Varied strengths by similar units
* The ‘unknown’ effectiveness of the Australian militia was a key fear amongst Australian leaders early in the campaign. In early 1942 the relatively poorly-trained Australian militia [compared to the more ‘elite’ units of the Australian Imperial Force] were, in effect, the only available fighting force ‘on hand’ to defend against the Japanese. A small company of men of the 39th Battalion (militia consisting largely of ‘conscripts’ who could only be sent to serve/fight within Australian territory) were the first sent across the ranges to defend against the Japanese advance. After crossing the ranges, the now-weakened company fought for several days against a Japanese force that outnumbered them, at times, by a range from 10:1 to 15:1. The men of the 39th Battalion continued to fight their way back in a withdrawal across the ranges over the coming weeks, and they played a vital role in ‘delaying’ the Japanese advance.
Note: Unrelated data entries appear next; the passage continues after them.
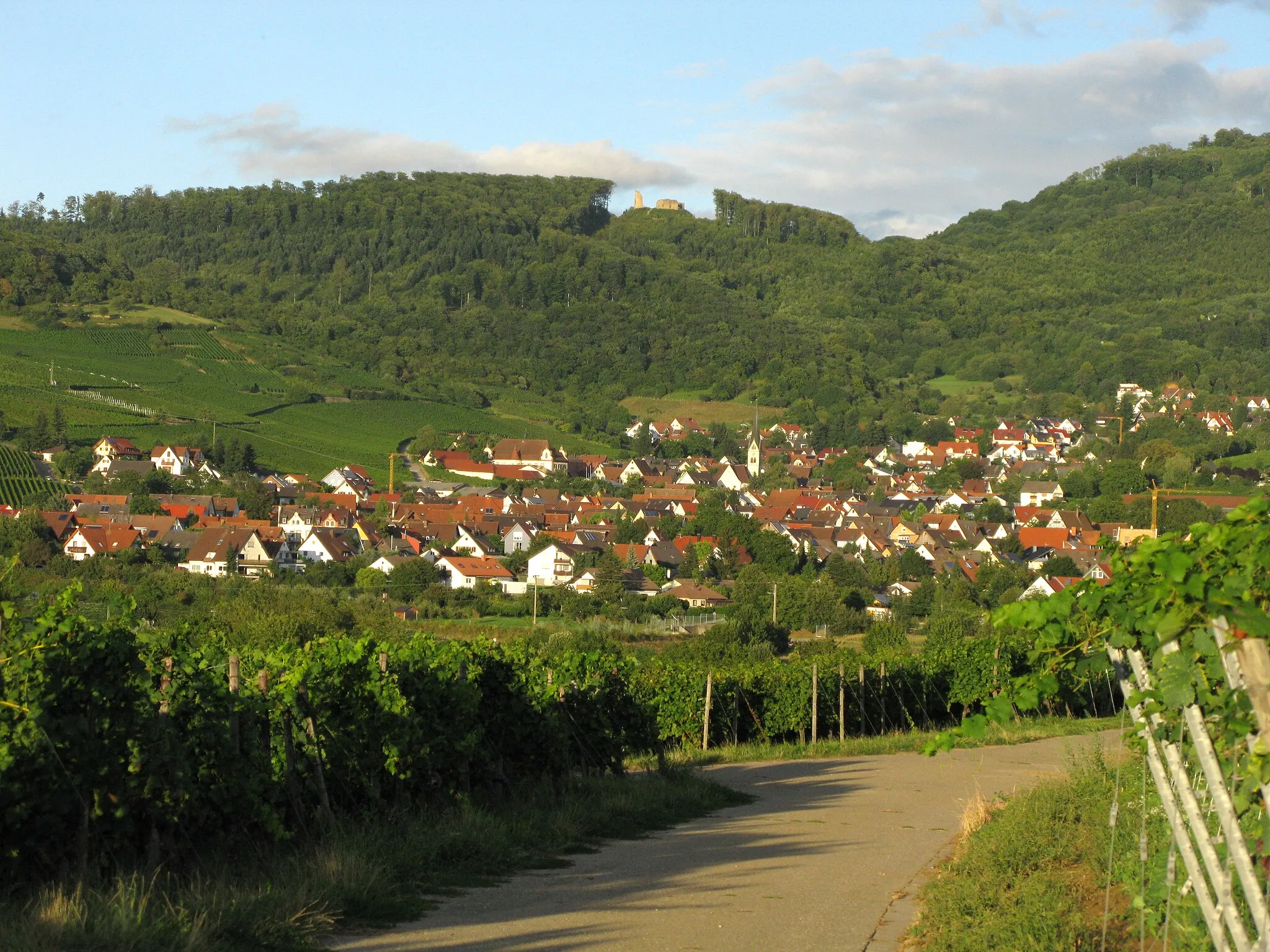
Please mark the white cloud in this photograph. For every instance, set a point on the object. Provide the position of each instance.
(1186, 14)
(1003, 14)
(908, 145)
(272, 143)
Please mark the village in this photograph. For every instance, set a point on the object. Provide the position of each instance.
(498, 521)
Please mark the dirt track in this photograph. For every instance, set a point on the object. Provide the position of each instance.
(825, 858)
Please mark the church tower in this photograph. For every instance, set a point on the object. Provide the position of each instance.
(755, 457)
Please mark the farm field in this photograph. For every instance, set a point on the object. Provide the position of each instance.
(704, 412)
(189, 372)
(18, 477)
(141, 314)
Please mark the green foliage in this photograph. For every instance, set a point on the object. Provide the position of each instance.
(133, 753)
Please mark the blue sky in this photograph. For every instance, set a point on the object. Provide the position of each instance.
(901, 116)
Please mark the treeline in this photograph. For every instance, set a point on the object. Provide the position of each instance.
(1147, 268)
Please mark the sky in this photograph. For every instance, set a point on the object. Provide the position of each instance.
(902, 116)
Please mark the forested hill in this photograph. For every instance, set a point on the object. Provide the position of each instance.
(1152, 267)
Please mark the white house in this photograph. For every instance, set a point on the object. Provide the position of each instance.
(534, 454)
(518, 537)
(328, 546)
(353, 480)
(89, 541)
(1038, 493)
(553, 565)
(465, 573)
(177, 461)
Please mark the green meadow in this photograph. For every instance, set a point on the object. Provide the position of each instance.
(189, 377)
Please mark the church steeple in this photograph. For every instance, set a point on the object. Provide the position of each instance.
(755, 457)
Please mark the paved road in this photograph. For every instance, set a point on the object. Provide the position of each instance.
(827, 857)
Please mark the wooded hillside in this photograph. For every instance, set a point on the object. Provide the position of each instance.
(1147, 268)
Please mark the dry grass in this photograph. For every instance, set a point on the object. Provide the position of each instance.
(974, 814)
(362, 873)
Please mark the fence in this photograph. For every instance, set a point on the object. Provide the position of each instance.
(812, 701)
(1199, 787)
(685, 622)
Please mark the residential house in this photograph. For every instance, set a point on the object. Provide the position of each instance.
(554, 565)
(113, 448)
(698, 596)
(328, 546)
(1037, 493)
(517, 537)
(88, 541)
(177, 461)
(214, 555)
(266, 553)
(1048, 586)
(534, 454)
(465, 573)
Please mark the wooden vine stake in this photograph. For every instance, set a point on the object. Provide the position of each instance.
(705, 721)
(164, 685)
(815, 699)
(842, 703)
(234, 687)
(311, 730)
(861, 701)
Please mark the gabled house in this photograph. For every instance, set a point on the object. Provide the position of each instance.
(465, 573)
(328, 546)
(113, 448)
(214, 555)
(518, 537)
(351, 480)
(698, 596)
(1037, 493)
(88, 541)
(534, 454)
(266, 553)
(554, 565)
(177, 461)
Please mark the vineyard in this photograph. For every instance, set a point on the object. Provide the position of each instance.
(18, 477)
(143, 742)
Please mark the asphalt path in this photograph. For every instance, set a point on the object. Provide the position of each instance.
(830, 856)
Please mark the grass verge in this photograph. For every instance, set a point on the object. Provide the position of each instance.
(1032, 874)
(898, 743)
(361, 874)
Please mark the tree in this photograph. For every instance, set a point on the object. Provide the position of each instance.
(427, 439)
(1060, 565)
(886, 638)
(912, 566)
(609, 579)
(1121, 477)
(643, 441)
(371, 580)
(412, 578)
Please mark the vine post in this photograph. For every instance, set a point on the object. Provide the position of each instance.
(842, 703)
(234, 687)
(861, 701)
(705, 720)
(815, 694)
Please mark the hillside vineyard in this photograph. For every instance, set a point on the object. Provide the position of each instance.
(461, 286)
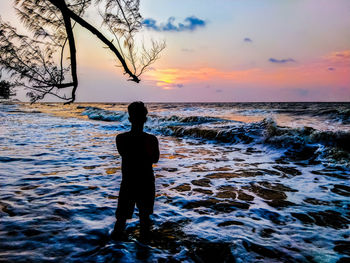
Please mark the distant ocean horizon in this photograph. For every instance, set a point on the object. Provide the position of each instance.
(246, 182)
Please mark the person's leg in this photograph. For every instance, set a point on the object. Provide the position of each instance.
(120, 225)
(145, 226)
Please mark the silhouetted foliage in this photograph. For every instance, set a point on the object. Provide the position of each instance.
(6, 89)
(36, 61)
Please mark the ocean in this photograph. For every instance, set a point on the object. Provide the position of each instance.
(236, 182)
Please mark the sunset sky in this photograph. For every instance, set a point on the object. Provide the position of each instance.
(227, 50)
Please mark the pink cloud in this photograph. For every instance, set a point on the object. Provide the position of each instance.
(312, 73)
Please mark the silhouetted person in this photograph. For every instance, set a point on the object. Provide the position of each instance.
(139, 150)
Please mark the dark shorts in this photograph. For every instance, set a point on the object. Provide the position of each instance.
(142, 195)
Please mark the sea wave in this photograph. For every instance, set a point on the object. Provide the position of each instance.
(95, 113)
(304, 143)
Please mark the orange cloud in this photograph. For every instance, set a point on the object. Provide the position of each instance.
(333, 69)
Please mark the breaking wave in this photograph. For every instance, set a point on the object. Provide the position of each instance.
(305, 143)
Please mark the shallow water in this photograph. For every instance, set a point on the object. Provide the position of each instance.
(243, 183)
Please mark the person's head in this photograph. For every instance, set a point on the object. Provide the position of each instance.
(137, 113)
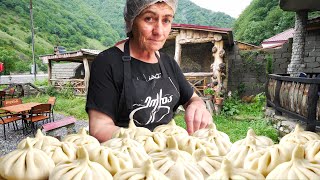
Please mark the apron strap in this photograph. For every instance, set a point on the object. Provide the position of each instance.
(126, 58)
(163, 70)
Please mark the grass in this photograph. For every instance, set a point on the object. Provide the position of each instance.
(247, 116)
(235, 119)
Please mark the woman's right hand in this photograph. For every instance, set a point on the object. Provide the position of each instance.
(101, 126)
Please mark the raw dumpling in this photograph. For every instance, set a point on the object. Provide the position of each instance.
(114, 161)
(62, 151)
(145, 172)
(260, 140)
(176, 164)
(207, 163)
(299, 136)
(297, 168)
(155, 141)
(132, 130)
(81, 168)
(170, 129)
(26, 163)
(82, 138)
(265, 160)
(312, 151)
(39, 141)
(220, 141)
(227, 171)
(129, 146)
(238, 154)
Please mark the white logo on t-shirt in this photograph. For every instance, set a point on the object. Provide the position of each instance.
(156, 104)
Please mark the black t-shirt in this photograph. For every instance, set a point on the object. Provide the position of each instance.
(106, 81)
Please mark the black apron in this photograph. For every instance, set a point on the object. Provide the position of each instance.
(150, 103)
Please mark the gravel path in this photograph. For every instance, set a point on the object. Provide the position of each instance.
(14, 137)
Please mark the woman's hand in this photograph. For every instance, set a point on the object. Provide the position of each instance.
(101, 126)
(197, 116)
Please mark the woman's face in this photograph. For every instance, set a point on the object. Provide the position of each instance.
(152, 26)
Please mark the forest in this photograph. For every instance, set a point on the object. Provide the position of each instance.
(98, 24)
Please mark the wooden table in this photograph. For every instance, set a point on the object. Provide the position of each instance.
(20, 108)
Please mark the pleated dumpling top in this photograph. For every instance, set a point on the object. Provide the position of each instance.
(299, 136)
(132, 130)
(26, 163)
(228, 171)
(296, 168)
(260, 140)
(81, 138)
(170, 129)
(176, 164)
(145, 172)
(39, 141)
(80, 168)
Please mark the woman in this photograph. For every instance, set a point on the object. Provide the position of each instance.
(134, 81)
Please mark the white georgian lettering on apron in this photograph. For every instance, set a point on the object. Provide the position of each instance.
(158, 103)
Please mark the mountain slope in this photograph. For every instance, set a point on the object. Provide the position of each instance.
(187, 13)
(75, 24)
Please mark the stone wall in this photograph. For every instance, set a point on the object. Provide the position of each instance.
(245, 77)
(249, 78)
(194, 57)
(312, 52)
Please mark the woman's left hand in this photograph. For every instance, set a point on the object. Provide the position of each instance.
(197, 116)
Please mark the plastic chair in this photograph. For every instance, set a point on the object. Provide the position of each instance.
(10, 94)
(6, 117)
(38, 113)
(52, 101)
(2, 97)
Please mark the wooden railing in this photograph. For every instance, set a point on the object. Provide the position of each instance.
(296, 96)
(77, 85)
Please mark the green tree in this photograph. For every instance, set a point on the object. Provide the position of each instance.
(7, 57)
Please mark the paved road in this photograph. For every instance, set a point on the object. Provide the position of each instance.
(26, 78)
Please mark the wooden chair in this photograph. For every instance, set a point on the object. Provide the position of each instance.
(10, 94)
(38, 113)
(2, 97)
(52, 101)
(6, 117)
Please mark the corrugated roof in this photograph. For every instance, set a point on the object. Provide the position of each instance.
(284, 36)
(91, 51)
(207, 28)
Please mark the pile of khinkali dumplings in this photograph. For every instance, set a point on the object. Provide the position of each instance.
(166, 153)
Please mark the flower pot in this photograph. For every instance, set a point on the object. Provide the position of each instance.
(218, 101)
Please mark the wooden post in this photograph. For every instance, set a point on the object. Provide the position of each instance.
(277, 97)
(86, 73)
(49, 71)
(312, 107)
(177, 52)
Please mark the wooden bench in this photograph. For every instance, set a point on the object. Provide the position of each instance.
(68, 122)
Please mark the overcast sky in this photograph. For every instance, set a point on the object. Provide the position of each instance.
(230, 7)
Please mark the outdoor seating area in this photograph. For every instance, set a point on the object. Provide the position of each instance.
(31, 115)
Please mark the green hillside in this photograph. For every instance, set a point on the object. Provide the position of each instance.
(74, 24)
(262, 20)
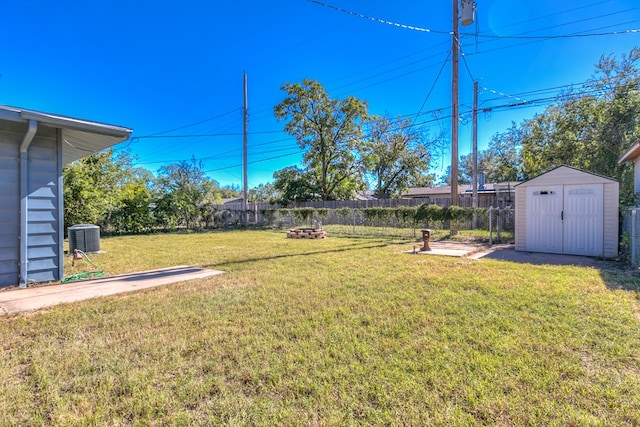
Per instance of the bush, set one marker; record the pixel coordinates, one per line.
(428, 213)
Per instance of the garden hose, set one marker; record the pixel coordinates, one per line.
(78, 254)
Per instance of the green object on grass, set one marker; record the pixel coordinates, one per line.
(83, 276)
(86, 275)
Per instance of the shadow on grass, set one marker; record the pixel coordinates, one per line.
(616, 275)
(307, 253)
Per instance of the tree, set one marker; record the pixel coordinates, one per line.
(90, 189)
(328, 130)
(184, 190)
(264, 193)
(293, 185)
(394, 153)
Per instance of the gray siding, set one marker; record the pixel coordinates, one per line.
(44, 199)
(43, 216)
(9, 208)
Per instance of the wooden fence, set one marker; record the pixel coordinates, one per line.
(265, 214)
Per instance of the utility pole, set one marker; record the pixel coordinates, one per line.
(468, 7)
(245, 192)
(455, 53)
(474, 200)
(475, 144)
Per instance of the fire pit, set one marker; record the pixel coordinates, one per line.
(306, 233)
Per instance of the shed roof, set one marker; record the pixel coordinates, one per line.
(564, 171)
(80, 137)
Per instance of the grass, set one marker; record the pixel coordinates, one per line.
(342, 331)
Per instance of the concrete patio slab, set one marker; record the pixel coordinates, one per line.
(20, 300)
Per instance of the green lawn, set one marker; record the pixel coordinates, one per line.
(342, 331)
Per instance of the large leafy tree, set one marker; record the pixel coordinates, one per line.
(394, 154)
(591, 128)
(91, 189)
(328, 130)
(293, 184)
(501, 162)
(185, 194)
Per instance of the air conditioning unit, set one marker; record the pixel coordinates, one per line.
(85, 237)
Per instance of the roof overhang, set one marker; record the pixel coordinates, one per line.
(80, 138)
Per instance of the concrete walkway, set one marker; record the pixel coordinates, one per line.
(19, 300)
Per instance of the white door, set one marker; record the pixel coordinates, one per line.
(583, 219)
(544, 219)
(566, 219)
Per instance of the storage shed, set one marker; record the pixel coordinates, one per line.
(34, 146)
(568, 211)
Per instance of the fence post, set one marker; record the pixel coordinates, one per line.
(632, 240)
(490, 225)
(498, 226)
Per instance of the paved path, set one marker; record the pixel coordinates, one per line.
(30, 299)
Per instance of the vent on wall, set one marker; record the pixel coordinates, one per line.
(85, 237)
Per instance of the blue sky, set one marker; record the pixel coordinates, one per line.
(173, 71)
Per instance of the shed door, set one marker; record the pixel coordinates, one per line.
(544, 219)
(566, 219)
(583, 219)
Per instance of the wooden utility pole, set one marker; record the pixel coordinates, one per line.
(475, 144)
(455, 53)
(245, 192)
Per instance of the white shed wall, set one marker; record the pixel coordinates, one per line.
(565, 175)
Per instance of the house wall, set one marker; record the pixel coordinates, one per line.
(44, 225)
(44, 205)
(636, 176)
(9, 207)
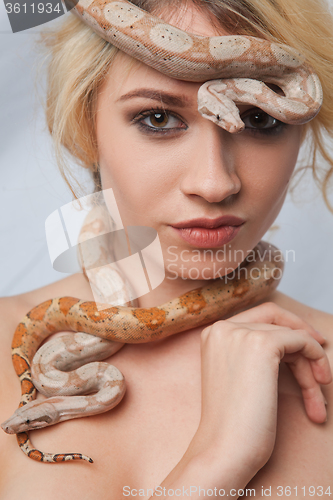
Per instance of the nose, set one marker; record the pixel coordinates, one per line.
(212, 162)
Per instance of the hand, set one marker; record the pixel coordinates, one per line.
(240, 366)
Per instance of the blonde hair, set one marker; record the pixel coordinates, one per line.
(79, 61)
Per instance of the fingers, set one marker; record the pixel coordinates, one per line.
(272, 314)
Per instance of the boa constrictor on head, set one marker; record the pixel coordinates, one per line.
(245, 65)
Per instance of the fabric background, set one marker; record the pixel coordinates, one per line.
(31, 189)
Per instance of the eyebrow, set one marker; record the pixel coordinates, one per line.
(167, 98)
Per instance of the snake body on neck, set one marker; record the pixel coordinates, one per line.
(254, 282)
(244, 66)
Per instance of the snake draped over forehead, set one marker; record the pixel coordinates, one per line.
(235, 69)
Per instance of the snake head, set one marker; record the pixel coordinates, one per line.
(33, 415)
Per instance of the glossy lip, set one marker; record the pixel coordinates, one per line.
(209, 233)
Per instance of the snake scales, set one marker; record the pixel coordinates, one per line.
(188, 57)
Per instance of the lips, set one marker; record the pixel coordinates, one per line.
(209, 233)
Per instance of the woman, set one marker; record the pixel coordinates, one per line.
(220, 429)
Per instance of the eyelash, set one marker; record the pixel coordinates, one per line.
(277, 127)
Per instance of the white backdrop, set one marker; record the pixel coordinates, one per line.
(31, 188)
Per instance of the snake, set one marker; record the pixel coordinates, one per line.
(232, 69)
(219, 61)
(107, 331)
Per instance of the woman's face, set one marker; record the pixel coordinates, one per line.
(168, 166)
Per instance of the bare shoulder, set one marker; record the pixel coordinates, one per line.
(318, 319)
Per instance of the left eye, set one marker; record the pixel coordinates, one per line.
(161, 120)
(258, 119)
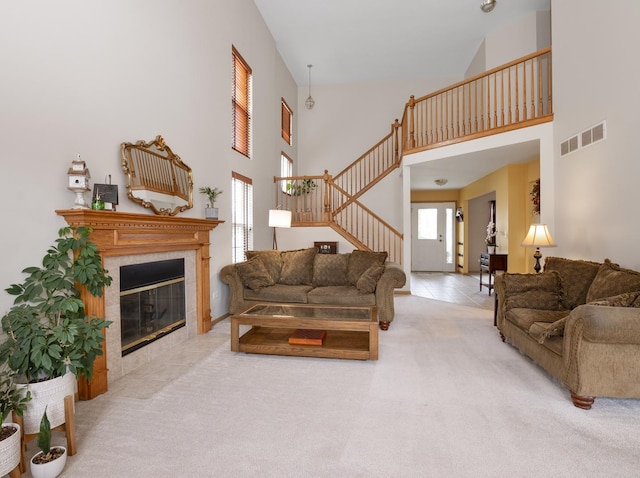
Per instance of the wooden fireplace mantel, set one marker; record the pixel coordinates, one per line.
(122, 234)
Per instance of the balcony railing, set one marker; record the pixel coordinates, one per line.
(515, 95)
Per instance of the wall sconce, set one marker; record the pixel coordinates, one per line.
(538, 236)
(278, 218)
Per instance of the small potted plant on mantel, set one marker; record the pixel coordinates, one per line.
(11, 400)
(210, 212)
(49, 461)
(49, 341)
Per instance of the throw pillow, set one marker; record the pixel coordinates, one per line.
(360, 261)
(628, 299)
(613, 280)
(271, 259)
(369, 279)
(330, 270)
(297, 267)
(533, 291)
(577, 275)
(254, 274)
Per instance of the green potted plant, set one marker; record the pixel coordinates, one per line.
(210, 212)
(49, 461)
(11, 400)
(49, 341)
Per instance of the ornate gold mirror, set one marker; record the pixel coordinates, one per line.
(156, 177)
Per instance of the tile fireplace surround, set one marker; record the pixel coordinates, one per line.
(127, 235)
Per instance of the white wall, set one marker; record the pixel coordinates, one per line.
(597, 192)
(84, 77)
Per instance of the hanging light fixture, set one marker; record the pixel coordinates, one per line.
(487, 5)
(310, 101)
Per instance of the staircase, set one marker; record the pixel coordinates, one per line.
(514, 95)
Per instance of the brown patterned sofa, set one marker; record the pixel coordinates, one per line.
(359, 278)
(578, 320)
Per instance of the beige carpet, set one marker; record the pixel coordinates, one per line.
(446, 399)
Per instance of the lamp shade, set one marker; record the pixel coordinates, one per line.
(538, 236)
(279, 218)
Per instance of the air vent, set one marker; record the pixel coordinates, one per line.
(585, 138)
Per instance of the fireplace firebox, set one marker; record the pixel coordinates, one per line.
(152, 302)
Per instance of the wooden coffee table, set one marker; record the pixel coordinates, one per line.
(351, 332)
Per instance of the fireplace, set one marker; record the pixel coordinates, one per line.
(131, 238)
(152, 302)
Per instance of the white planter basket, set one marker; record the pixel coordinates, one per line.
(50, 395)
(10, 451)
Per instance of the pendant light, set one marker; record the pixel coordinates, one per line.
(310, 101)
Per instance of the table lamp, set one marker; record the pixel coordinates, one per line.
(278, 218)
(538, 236)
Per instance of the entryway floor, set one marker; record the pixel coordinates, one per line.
(463, 289)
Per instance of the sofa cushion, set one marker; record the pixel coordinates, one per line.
(533, 291)
(254, 274)
(279, 293)
(330, 269)
(297, 267)
(272, 260)
(369, 279)
(577, 276)
(340, 295)
(525, 318)
(360, 261)
(612, 280)
(628, 299)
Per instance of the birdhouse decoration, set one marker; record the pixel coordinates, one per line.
(79, 182)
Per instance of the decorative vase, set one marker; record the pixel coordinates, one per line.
(50, 469)
(10, 450)
(50, 395)
(211, 212)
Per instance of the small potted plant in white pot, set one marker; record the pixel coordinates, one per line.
(11, 400)
(210, 212)
(49, 461)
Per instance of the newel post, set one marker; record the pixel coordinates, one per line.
(327, 195)
(412, 137)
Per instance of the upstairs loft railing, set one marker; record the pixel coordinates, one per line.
(312, 201)
(512, 96)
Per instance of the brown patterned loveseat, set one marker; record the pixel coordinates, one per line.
(578, 320)
(359, 278)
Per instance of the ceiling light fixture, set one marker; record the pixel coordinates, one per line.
(310, 101)
(487, 5)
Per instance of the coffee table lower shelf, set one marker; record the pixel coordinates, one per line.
(344, 344)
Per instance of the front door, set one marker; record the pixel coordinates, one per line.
(432, 237)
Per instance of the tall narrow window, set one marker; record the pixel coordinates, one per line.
(287, 122)
(241, 104)
(286, 170)
(242, 216)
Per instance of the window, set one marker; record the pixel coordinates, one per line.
(241, 105)
(287, 122)
(242, 216)
(286, 170)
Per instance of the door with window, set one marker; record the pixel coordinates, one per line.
(432, 237)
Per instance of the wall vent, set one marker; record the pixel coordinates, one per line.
(585, 138)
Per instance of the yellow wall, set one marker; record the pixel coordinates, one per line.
(512, 186)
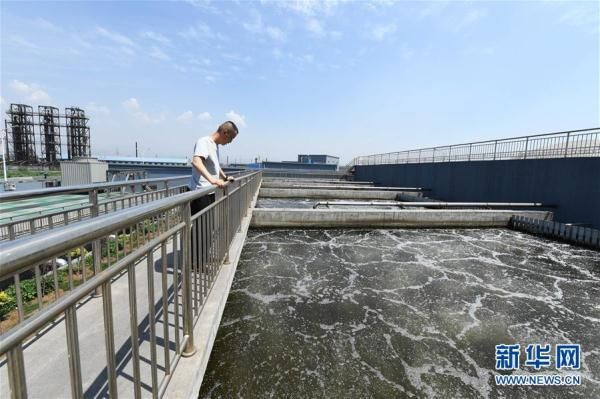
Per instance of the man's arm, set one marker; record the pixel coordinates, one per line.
(224, 176)
(198, 163)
In contrast, another militia battalion, the 53rd, have had their combat performance extensively criticized by historians (they are reported to have performed ‘very poorly’). Both were unknown factors, both were in a similar position and received similar training, and yet one unit ‘excelled’, and the other didn’t. In terms of ‘simulating’ this, we now know that the 39th fought strongly, and that the 53rd did not [relatively speaking]. But how can these unknown factors be ‘simulated’? How can the commanders’ ‘fear’ in the perceived unreliability of these units be recreated?
Men of the 39th Bn [militia] - it was feared they would run from battle - instead, they helped hold up the Japanese advance for several weeks
Nb. American forces were involved in the latter stages of the campaign which was fought around the Japanese beachheads. They also provided vital services throughout the campaign via the USAAF; one of their key roles was to drop key supplies mid-way along the track at 'Myola' which alleviated the logistical pressures (particularly on the individual soldier who often carried his own food and supplies).